Pour Manuel Valls, « la difficulté c'est qu'ils vont combattre un régime que nous condamnons nous-mêmes. Beaucoup combattent dans l'armée officielle de l'opposition, d'autres peuvent se retrouver dans des groupes djihadistes qui sont sur des listes d'organisations terroristes ». 
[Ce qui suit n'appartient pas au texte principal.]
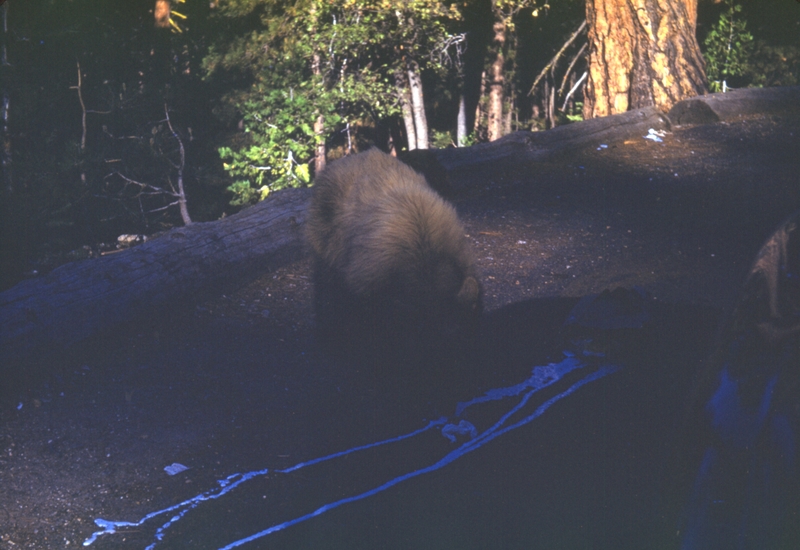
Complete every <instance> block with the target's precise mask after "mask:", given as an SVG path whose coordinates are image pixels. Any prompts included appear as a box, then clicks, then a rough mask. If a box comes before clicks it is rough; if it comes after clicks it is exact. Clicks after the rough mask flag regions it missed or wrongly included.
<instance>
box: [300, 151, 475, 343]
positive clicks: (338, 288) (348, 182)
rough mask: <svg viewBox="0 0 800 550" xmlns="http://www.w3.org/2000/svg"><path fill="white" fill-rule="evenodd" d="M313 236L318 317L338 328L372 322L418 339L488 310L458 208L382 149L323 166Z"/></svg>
mask: <svg viewBox="0 0 800 550" xmlns="http://www.w3.org/2000/svg"><path fill="white" fill-rule="evenodd" d="M307 237H308V242H309V244H310V246H311V249H312V252H313V255H314V258H315V302H316V313H317V323H318V326H319V328H320V329H321V330H322V331H323V332H325V331H326V330H329V329H330V332H333V333H334V336H335V337H336V338H341V336H342V332H343V331H344V332H347V331H359V332H363V331H364V330H366V331H367V332H368V333H371V334H372V336H376V337H378V338H380V337H382V336H387V335H389V334H392V333H396V334H397V335H398V338H399V339H401V340H403V341H408V340H409V339H410V340H411V342H412V343H410V344H408V345H417V344H418V343H419V342H418V341H415V340H420V339H422V340H425V339H427V340H429V341H433V340H436V339H437V338H438V337H439V336H441V335H444V336H449V335H455V334H458V333H462V334H463V333H464V332H465V331H466V332H468V331H469V330H470V329H471V328H472V327H474V325H475V323H476V321H477V319H478V317H479V315H480V312H481V298H482V291H481V286H480V283H479V282H478V279H477V276H476V272H475V268H474V264H473V259H472V255H471V253H470V249H469V245H468V242H467V240H466V238H465V236H464V229H463V227H462V225H461V223H460V222H459V220H458V216H457V215H456V211H455V209H454V208H453V207H452V206H451V205H449V204H448V203H447V202H445V201H444V200H443V199H442V198H441V197H440V196H439V195H438V194H436V192H434V191H433V190H432V189H431V188H430V187H429V186H428V184H427V183H426V181H425V178H424V177H422V176H421V175H420V174H418V173H417V172H415V171H414V170H413V169H411V168H410V167H408V166H407V165H405V164H403V163H402V162H400V161H398V160H397V159H395V158H394V157H391V156H389V155H387V154H385V153H382V152H381V151H379V150H377V149H371V150H369V151H367V152H364V153H360V154H356V155H351V156H348V157H345V158H342V159H340V160H338V161H335V162H333V163H331V164H330V165H329V166H328V167H327V168H326V169H325V170H323V171H322V172H321V173H320V174H318V175H317V177H316V181H315V184H314V193H313V197H312V200H311V206H310V207H309V213H308V220H307ZM355 325H358V326H357V327H355V328H354V326H355ZM381 330H383V331H385V333H380V332H379V331H381ZM345 336H347V335H346V334H345ZM352 336H353V338H354V339H356V340H358V342H359V344H360V343H362V342H363V334H358V335H352ZM409 337H410V338H409ZM345 341H347V340H345ZM363 343H366V342H363Z"/></svg>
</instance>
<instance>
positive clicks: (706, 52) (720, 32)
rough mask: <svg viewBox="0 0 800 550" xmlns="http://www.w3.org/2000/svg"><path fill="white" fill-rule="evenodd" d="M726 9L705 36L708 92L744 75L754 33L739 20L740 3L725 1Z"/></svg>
mask: <svg viewBox="0 0 800 550" xmlns="http://www.w3.org/2000/svg"><path fill="white" fill-rule="evenodd" d="M725 5H726V7H727V11H726V12H723V13H722V15H720V18H719V21H718V22H717V24H716V25H714V27H713V28H712V29H711V30H710V31H709V33H708V36H706V39H705V42H704V44H705V52H704V56H705V60H706V75H707V76H708V81H709V87H710V88H711V91H714V92H718V91H720V90H722V91H724V89H725V88H726V87H727V80H728V79H729V78H730V77H733V76H741V75H743V74H745V72H746V71H747V68H748V63H749V61H750V56H751V53H752V51H753V35H752V34H750V33H749V32H747V30H746V29H747V22H746V21H744V20H742V19H738V18H737V16H736V14H738V13H740V12H741V11H742V6H741V5H740V4H734V1H733V0H725Z"/></svg>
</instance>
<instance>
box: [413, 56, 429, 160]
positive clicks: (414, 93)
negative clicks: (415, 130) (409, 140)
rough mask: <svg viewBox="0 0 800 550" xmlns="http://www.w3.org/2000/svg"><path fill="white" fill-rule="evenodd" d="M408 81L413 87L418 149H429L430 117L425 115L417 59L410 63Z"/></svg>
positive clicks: (414, 106) (424, 106) (423, 96)
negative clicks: (429, 130) (427, 148)
mask: <svg viewBox="0 0 800 550" xmlns="http://www.w3.org/2000/svg"><path fill="white" fill-rule="evenodd" d="M408 82H409V85H410V88H411V111H412V112H413V113H414V126H415V127H416V131H417V149H427V148H428V118H427V117H426V116H425V96H424V94H423V93H422V79H421V78H420V76H419V65H418V64H417V62H416V61H409V63H408Z"/></svg>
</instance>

Ce phénomène inquiète les services de sécurité et de renseignements français, notamment la question de leur retour en France. Seront-ils alors arrêtés ? Des preuves d’un passage dans des camps d’organisations considérées comme terroristes pourront être agrégées par la Direction générale des services extérieurs (DGSE) pour condamner ces apprentis djihadistes car en 2012, la majorité socialiste au parlement, appuyée par les centristes, la droite et leurs alliés écologistes, a adopté une nouvelle loi relative à la sécurité et à la lutte contre le terrorisme. 

Elle prévoit notamment la possibilité, pour la justice française, de poursuivre « des actes de terrorisme commis à l’étranger par des Français ou des personnes résidant habituellement en France en permettant de poursuivre les personnes ayant participé à des camps d’entraînement terroristes à l’étranger alors même qu’elles n’auront pas commis d’actes répréhensibles sur le territoire français ». Ce même texte a prolongé jusqu’au 31 décembre 2015 la surveillance à but préventif des données de connexion (internet, géolocalisation, factures détaillées de téléphone) mis en place par la loi du 23 janvier 2006, relative à la lutte contre le terrorisme. 

En clair, la police peut accéder aux données Internet, factures détaillées de téléphone et géolocalisation sans qu’aucun délit n’ai été constaté et sans avoir recours à une décision de justice préalable si l’individu est soupçonné de prévoir des actes terroristes. « Les nécessités de la lutte contre le terrorisme justifient donc la mise en œuvre d’une procédure de réquisition administrative (NDLR en dehors de l’intervention d’un juge), même si celle-ci aura d’incontestables incidences sur la vie privée de nos concitoyens » précisait déjà le rapport Marsaud à l’origine de la loi. Un arsenal répressif en somme renforcé.